The European sustainable aquaculture project SEAFARE made vital dissemination and knowledge transfer decisions in relation to its research outputs during its sixth group meeting, held on the 4th and 5th December 2012 in Dublin.
The meeting was crucially important as it enabled project partners to discuss, identify and plan the actions necessary to ensure that the project\'s research-based knowledge outputs are transferred to the correct end users. The meeting was attended by representatives from Bangor University (UK), IFAPA (Spain), IPMA (Portugal), the Marine Institute (Ireland), and hosted by AquaTT, the SEAFARE project partner responsible for the dissemination, targeted communication, and knowledge management of the project.
The SEAFARE project involves 14 partners and brings together applied R&D centres, aquaculture industry organizations and environmental agencies across the Atlantic maritime region to promote sustainable expansion of European aquaculture.

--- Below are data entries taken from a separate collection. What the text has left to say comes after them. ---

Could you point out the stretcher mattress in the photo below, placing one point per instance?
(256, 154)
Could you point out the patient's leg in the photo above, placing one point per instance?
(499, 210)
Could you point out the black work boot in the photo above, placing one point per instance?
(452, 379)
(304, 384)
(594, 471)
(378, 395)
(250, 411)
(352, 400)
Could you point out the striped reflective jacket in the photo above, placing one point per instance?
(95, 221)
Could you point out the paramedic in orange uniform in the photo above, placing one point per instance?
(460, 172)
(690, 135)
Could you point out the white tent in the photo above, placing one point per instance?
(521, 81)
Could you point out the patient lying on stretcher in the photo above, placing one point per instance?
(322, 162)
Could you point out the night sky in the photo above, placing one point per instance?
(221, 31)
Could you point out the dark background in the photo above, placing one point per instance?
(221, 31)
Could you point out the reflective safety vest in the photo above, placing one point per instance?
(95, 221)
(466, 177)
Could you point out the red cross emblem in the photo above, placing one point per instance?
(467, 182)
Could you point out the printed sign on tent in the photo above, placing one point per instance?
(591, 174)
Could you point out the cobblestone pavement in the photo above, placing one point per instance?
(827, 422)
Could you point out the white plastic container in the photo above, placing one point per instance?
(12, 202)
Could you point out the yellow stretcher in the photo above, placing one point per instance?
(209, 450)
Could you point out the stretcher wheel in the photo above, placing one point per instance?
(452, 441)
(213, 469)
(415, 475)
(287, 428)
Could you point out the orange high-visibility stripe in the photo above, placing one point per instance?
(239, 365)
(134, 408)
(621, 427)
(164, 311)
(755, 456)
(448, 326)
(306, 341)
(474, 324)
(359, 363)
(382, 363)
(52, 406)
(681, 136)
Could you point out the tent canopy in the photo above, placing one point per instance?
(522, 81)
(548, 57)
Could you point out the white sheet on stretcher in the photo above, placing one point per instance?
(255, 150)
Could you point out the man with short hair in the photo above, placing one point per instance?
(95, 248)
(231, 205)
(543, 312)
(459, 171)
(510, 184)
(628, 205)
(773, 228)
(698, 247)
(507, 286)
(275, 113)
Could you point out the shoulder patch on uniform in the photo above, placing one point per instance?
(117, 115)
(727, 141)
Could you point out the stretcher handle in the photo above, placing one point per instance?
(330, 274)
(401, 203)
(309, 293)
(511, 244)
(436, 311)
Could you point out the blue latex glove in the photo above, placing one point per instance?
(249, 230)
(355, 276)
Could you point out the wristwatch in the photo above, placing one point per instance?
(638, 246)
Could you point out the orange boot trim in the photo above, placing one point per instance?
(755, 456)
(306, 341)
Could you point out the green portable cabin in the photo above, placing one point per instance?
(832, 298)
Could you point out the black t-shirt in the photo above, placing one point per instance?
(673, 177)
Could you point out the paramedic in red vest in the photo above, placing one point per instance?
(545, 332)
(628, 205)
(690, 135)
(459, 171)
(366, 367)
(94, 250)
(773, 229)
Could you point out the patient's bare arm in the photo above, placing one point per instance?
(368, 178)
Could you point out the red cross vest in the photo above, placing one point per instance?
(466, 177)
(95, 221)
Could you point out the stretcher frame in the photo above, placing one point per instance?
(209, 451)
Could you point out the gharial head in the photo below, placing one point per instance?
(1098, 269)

Daniel Lee, SEAFARE project coordinator, said: “The SEAFARE partnership is developing new research to support sustainable and environmentally friendly aquaculture in the Atlantic region of Europe. Now that the project is nearing completion, it is crucial for SEAFARE that we ensure the main research outputs of the project are communicated to targeted end users. It\'s during this stage of the project that dissemination, communication and knowledge transfer activities are most relevant, and I am glad to count on AquaTT’s experience in this field\".

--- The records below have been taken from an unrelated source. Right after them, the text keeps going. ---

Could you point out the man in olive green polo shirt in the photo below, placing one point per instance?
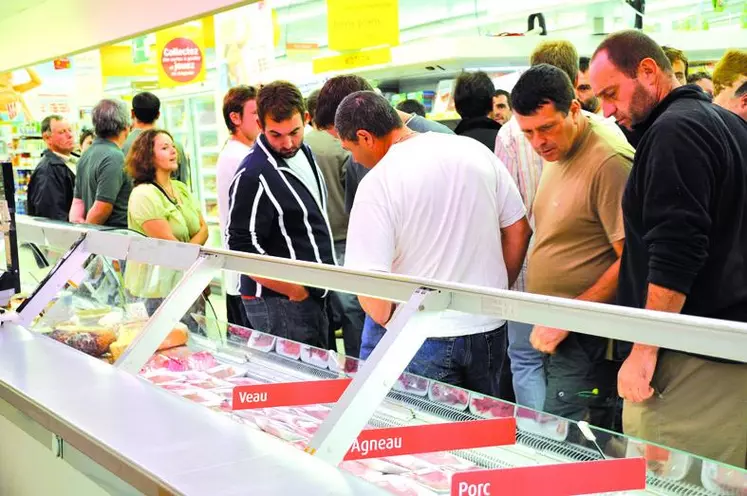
(102, 188)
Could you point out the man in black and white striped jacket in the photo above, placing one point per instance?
(278, 207)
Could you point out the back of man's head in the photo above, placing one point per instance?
(333, 93)
(311, 103)
(411, 106)
(280, 101)
(559, 53)
(626, 49)
(365, 111)
(541, 85)
(146, 106)
(110, 118)
(731, 68)
(473, 95)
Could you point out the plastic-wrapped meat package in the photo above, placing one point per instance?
(723, 480)
(314, 356)
(383, 466)
(317, 411)
(402, 486)
(225, 371)
(444, 459)
(413, 384)
(409, 462)
(449, 395)
(485, 406)
(436, 480)
(278, 429)
(200, 396)
(238, 334)
(262, 342)
(287, 348)
(358, 469)
(341, 363)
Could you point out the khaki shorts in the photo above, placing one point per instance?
(699, 406)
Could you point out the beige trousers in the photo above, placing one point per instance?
(699, 406)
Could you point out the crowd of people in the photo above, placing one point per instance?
(605, 178)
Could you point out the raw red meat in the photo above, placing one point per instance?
(413, 384)
(488, 407)
(314, 356)
(262, 342)
(449, 395)
(277, 429)
(434, 479)
(289, 349)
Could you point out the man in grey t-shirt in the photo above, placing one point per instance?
(331, 95)
(102, 188)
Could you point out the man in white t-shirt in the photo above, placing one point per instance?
(440, 207)
(240, 114)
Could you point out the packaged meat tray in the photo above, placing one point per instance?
(446, 460)
(262, 342)
(340, 363)
(438, 481)
(314, 356)
(723, 480)
(487, 407)
(402, 486)
(287, 348)
(413, 384)
(278, 429)
(449, 395)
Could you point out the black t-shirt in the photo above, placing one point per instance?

David Murphy, AquaTT’s manager, stated: “It is a pleasure for us to hold this meeting in Dublin. The SEAFARE project comprises several sub-projects and it’s very interesting how all of them converge into one common goal: the development of solutions to specific constraints on industry development for Europe’s fish and shellfish farmers through the development of low-intensity aquaculture systems that are compatible with sensitive coastal habitats”.
The SEAFARE project has three main objectives: (i) promoting diversification of the aquaculture industry by providing a greater range of species and alternative production systems (ii) protecting sensitive coastal environments through the development of novel integrated farming systems in sensitive wetland habitats and to minimise impacts of aquaculture discharges through the use of wetlands as natural biofilters, and (iii) assessing the dangers associated with introduced aquaculture species using Pacific oysters as a model.
SEAFARE is expected to finish by the end of 2013. During this remaining period, the main research results will be disseminated to policy makers, the general public and targeted stakeholders to increase the use of the knowledge and products developed by the project.